Я очень тихо сказал:
– Мисс Рогински – пошлите ей, пожалуйста, книгу, хорошо?
– Да-да, – сказал он, – конечно, всенепременно.
Помните, я не спросил, за кого играет Черчилль, потому что у мисс Рогински был такой тон? Видимо, у меня вышел такой же. Короче, явно что-то произошло, поскольку дяденька мигом записал ее фамилию и спросил, «-ски» или «-ская».
– Через «и», – сказал я, уже отматывая назад прошедшие годы, сочиняя для нее просто-таки фантастическое посвящение. Ну сами понимаете – умное, скромное, блестящее, идеальное, в таком духе.
– А имя?
И на меня опять напрыгнул сегодняшний день. Я не знал ее имени. Я всегда называл ее «мисс». И адреса тоже не знал. Даже не знал, жива ли она. Я не бывал в Чикаго десять лет; я единственный ребенок, предки скончались, кому нужен этот Чикаго?
– Пошлите в Начальную школу Хайленд-Парка, – сказал я и сначала решил, что напишу так: «Для мисс Рогински – роза от вашего позднего цветика», но подумал, что это слишком самодовольно, и решил так: «Для мисс Рогински – репей от вашего позднего цветика», это будет скромнее. Чересчур скромно, решил я затем, и на том искрометные идеи закончились. Ничего не приходило на ум. А потом я подумал: вдруг она меня даже не помнит? Столько лет, сотни учеников, с чего бы ей? И в отчаянии я написал так: «Для мисс Рогински от Уильяма Голдмана – вы меня звали Билли, говорили, что я поздний цветик, и эта книга для вас, я надеюсь, вам понравится. Я учился у вас в третьем, четвертом и пятом классе, большое спасибо. Уильям Голдман».

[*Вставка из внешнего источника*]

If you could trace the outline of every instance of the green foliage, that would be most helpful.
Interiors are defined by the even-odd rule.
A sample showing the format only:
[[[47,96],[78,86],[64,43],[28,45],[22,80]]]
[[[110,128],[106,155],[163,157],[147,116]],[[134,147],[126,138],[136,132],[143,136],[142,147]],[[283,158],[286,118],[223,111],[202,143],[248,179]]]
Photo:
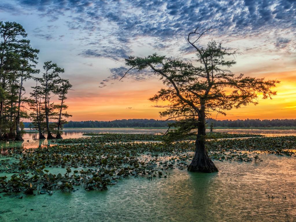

Книга вышла, и критики ее уничтожили; я сидел дома, аналогично поступал с запасами спиртного и приходил в себя. Мало того что меня не провозгласили самым ярким голосом со времен Кита Марлоу[24] – мою книгу даже не прочел никто. Нет, неправда. Ее прочла куча народу, и всех я знал лично. Но пожалуй, справедливо будет сказать, что ни один незнакомец ею не упивался. Это было мучительно, свою реакцию я описал выше. И когда пришла записка от мисс Рогински – с опозданием, ее послали в «Нопф», а те не торопились переправить мне, – слово ободрения уже очень бы не помешало.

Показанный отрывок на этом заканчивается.